Traceability becomes much more important as vehicles become more electronics-intensive. Modern vehicles include thousands of electronic components supporting safety systems, connectivity, battery management, infotainment, ADAS and other software-driven functions. When a quality issue, recall or supply disruption occurs, manufacturers need to understand exactly which components were used, where they originated, and which vehicles may be affected.
That is difficult if component data, supplier information and product identification records are disconnected. A software-defined vehicle still depends on a physical supply chain. Every sensor, module, chip, connector and packaging unit has to be accurately identified and connected to the right production and vehicle data.
As vehicle complexity increases, traceability becomes a control point for operational efficiency, customer safety and recall readiness. The more electronic content in the vehicle, the more important it becomes to maintain accurate and connected product data across the full lifecycle.
Where does AI help most in improving automotive semiconductor supply visibility?

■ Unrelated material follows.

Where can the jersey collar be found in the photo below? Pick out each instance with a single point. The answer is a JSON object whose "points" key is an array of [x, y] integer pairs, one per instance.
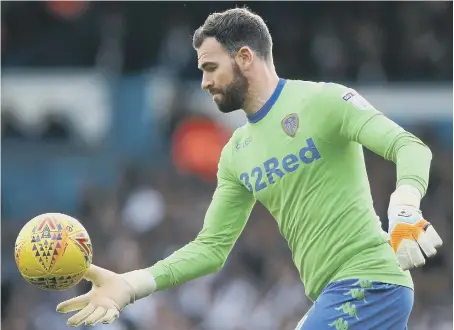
{"points": [[263, 111]]}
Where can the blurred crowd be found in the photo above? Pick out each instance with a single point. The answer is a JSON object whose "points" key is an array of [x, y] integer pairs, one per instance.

AI’s greatest value is not necessarily predicting the next disruption. It is helping manufacturers make sense of large volumes of supply chain data that are too complex to analyze manually.
The most useful applications include identifying anomalies across supplier networks, detecting risk signals earlier, normalizing data from different trading partners and helping teams prioritize the exceptions that require action.
However, AI is only as useful as the data foundation behind it. If product identification is inconsistent, supplier data is incomplete, or traceability records are fragmented, AI will amplify confusion rather than solve it.
The manufacturers that will get the most value from AI are the ones that first strengthen data quality, supplier connectivity, and traceability. AI can help teams move faster, but it needs reliable product and supplier information to work from. In automotive, intelligence has to be built on connected execution.
If you were advising an automaker on a 12- to 24-month roadmap for semiconductor supply resilience, what are the first three capabilities it should build?
The first priority is improving visibility across the supplier ecosystem. Automakers need a clearer view of where critical components originate, how they move and which dependencies could affect production.
The second is strengthening traceability. That means connecting product identity, supplier data, packaging information, shipment activity and manufacturing records in a way that supports faster decisions during disruption or quality events.
The third is building more collaborative information-sharing processes across suppliers and trading partners. OEMs should focus on trusted, standardized mechanisms for sharing the data that matters, without requiring suppliers to disclose unnecessary commercial information.
Success should be measured by how quickly a company can identify a disruption, understand its impact and act across the network. The most resilient automotive companies over the next decade will not necessarily be those with the largest inventories, but those with the most connected, visible and collaborative supplier networks.